The experience I had during the global field study has not only shaped my personal life, but it has also aided in the moulding of my professional goals. So much so that before leaving for Greece, I started applying for government-based jobs. I am also now steering many of my applications towards private corporations in hopes of landing a role as a junior project manager. Much of this sense of urgency to figure out my life plan, occurred between my visit to Greece and hearing the stories of the Greek financial crisis from the locals.
While in greece and on nearly all of the company visits, it was made clear that due to the lack of opportunity, low wages and political instability, many people, at all skill levels are leaving Greece. In the wake of this problem, Greece is trying to boost its economy by trying to attract some key industries, in hopes that this will bring back those who are leaving. As an American student, I found this interesting—people are trying to come to our homeland, whereas the Greeks are trying to leave theirs. The thought of working abroad is intimidating to me, because the European Union is not fully stable from an economic perspective.
Another impact that the global field study had on me was that many Greek businesses are family-owned. Their level of trust of outsiders is low. As their businesses prosper, extended families work together and combine their finances to keep their livelihood afloat. Conversely, in America it’s a commonly held belief to “never mix business with friendship.” This saying embodies the idea that in order to prevent emotional decisions and family clashes, business should not be co-mingled with family relationships.
My global field study in Greece has impacted my professional life enormously, and at a very critical point in my life. I am fortunate to not have to endure the financial hardships of this beautiful country – something I saw first-hand. I plan to take what I have learned and apply it to my future job applications and incorporate it into my graduate education starting this fall.
Sas efcharistó gia tin efkairía – that’s Greek for “thank you for the opportunity!”

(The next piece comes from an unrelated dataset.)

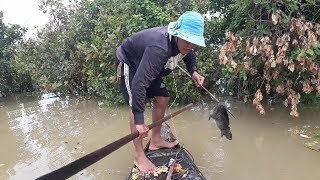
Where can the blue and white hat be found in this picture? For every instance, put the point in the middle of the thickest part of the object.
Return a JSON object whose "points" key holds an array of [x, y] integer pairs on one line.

Kate Ford is an interdisciplinary studies major. She is expects to graduate in 2017, and will immediately begin her graduate students at the University of Baltimore. She currently working part-time UB's Legal Studies department will begin a paid internship as a GS-4 level employee for the Communications and Electronics Command sector of the USARMY in the fall. This internship may become a full-time, government job where she can utilize her graduate studies and eventually become a project manager.